Generalisations are now on the way out and I am feeling more specific. For instance:
* I am grateful that my children have no learning difficulties.
* I am grateful that my children have no physical limitations for day to day life.
* I am grateful that my children are able to function well in social situations.
Of course, I am also grateful that I have no learning difficulties, no physical limitations and am adept in the social arena.
Working with people who face these difficulties everyday, is challenging and confronting at every turn. When looking for a person to pack product, I have found myself asking, who can count? Being able to count to three or five, I now classify as simple counting. Being able to count to twenty is advanced.

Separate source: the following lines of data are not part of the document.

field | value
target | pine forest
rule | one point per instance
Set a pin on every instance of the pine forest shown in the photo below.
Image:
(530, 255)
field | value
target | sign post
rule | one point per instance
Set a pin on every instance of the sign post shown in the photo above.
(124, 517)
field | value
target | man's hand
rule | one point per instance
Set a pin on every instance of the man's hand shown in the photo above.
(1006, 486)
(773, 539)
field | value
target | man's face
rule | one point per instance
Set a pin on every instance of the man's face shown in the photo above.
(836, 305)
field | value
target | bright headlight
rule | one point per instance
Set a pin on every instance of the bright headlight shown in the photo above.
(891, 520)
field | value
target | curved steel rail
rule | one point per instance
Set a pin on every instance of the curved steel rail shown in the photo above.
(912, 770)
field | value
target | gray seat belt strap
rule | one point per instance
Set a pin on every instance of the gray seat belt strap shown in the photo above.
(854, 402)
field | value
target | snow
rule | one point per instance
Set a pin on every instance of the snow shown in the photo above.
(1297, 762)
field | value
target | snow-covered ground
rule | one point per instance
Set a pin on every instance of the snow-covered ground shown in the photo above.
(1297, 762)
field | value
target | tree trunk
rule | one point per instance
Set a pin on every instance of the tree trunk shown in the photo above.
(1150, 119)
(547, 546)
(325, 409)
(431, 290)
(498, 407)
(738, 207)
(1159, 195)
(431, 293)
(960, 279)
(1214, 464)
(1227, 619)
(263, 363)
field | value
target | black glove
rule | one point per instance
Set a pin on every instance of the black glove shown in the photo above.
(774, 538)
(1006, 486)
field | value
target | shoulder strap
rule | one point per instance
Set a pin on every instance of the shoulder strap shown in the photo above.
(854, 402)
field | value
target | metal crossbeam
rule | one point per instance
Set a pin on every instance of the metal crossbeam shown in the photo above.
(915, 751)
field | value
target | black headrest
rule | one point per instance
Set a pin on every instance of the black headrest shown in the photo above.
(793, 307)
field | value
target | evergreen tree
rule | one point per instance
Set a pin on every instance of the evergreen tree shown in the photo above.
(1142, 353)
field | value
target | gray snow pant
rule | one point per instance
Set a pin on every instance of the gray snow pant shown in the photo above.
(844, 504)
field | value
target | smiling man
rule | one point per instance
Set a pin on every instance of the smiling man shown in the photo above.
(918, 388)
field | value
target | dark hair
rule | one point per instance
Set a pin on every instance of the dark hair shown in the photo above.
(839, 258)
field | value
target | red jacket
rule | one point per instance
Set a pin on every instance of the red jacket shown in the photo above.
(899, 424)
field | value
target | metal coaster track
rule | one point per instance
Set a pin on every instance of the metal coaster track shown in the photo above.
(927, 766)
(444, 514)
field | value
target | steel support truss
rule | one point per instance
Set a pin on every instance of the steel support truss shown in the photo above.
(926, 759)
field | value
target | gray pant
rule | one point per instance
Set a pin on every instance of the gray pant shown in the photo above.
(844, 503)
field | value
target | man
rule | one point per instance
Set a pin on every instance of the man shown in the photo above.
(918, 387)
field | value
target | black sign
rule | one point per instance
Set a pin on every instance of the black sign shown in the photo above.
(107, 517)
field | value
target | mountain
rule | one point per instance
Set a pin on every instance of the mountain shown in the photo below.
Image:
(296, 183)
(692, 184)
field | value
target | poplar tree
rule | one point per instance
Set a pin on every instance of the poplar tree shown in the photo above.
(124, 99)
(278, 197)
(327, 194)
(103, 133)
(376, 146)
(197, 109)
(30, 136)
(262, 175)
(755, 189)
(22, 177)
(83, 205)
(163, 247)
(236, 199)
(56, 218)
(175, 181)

Some can not walk without a walker. Others only a few steps. Some have full functionality in only one hand. Some can walk and use both hands but struggle with their emotions. Some struggle with paranoia, some struggle to communicate.
Yet everyday, they come together and work as a team. They each take one aspect of the task and do it to the best of their ability. I have seen the proud humbled by simple mistakes and then place all their energy into getting it right. The amount of satisfaction they have when they get it right is contagious. When they struggle again five minutes later and fail, their frustration is felt as a collective.
Generally they are accepting of the limitations of one another. Making a mistake is a fact of life. Accepted and overcome. When asked if they can help me with a task they answer either yes or no, I can’t. Rarely do they say they don’t want to. Being able to help is a joy not a chore.
Every day is not a day in paradise. There are frustrations and there are moments that I wish myself anywhere else. However, I have felt that in every job I have ever held. The difference here is that I am able to find my value and, I hope, help others to find theirs. There is no need to knock others down so I can climb up.
As I said in an earlier post, it is exhausting but infinitely worthwhile.